Please share your experiences, performance results, makefiles etc. here. You can add your comments to the end of this page (add a suitable subheader) or create an child page from the upper right corner menu.

 

The queue system

Torbjörn:

I think the 6 hour limit seems to work really well. Suddenly my estimates of when my job might start seem to be about right even when there were a rather large number of jobs running. Still with significant margins of error of course, but way better than the typical best guess at Louhi, which for a large job is something like "will probably start within two weeks plus or minus two weeks". It will of course get worse in production, but even so you will be reasonably sure that if you haven't run much lately, your job will start in about six hours. It also seems that large jobs start reasonably quickly, even when there are a lot of short jobs in line. I like these settings.

Atte:

Thanks for the comment! Short queues make fair share really work, but restarting jobs often will cause some unwanted manual work and based on our tour at the universities there are still a number of codes that can't be run efficiently (or at all) in short queues. The queues will be longer in production likely with preference to large jobs.

  • No labels

4 Comments

  1. I also prefer short limits on queues.  This seems to be the policy also on Tier-0 centers, though the limit seems to be 12 or 24 hours.  For me, 6h actually works fine.
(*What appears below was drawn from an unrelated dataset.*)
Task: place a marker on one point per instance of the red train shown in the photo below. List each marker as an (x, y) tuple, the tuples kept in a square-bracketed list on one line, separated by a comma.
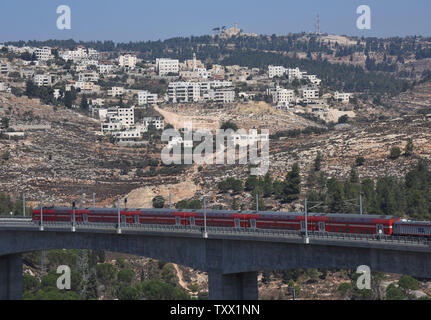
[(317, 222)]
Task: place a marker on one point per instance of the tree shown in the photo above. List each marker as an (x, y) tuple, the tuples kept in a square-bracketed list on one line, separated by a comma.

    I guess that most of the codes which cannot be "checkpointed" (by hand) actually do not use very many cores.  Thus, perhaps one should have only a special small job queue with long runtime.

     

  2. Would it be possible to get some form of development queue? Where short 10-15 min jobs on a few nodes would get a high priority. There have been times during the initial pilot user phase where it has been very frustrating trying to debug and test stuff when you had to wait days for short runs to complete.

    1. Thanks for the comment. A test/development queue, gputest, has been added to taito-gpu:

       

      [GPU-Env ~]$ sinfo -p gputest
      PARTITION AVAIL TIMELIMIT NODES STATE NODELIST
      gputest up 15:00 2 idle g[46-47]


      1. Hi,

        I want to note also, that even if there is now a small test queue, we ask the users not to monopolize the machine with long jobs even if those are currently possible. It is a PRACE prototype and the most important function is to be able to test one's codes and try to improve scaling etc. If you run jobs with lots of nodes, please don't do too long runs so that also others get to try the resource with reasonable queuing times.

        Cheers,

        Atte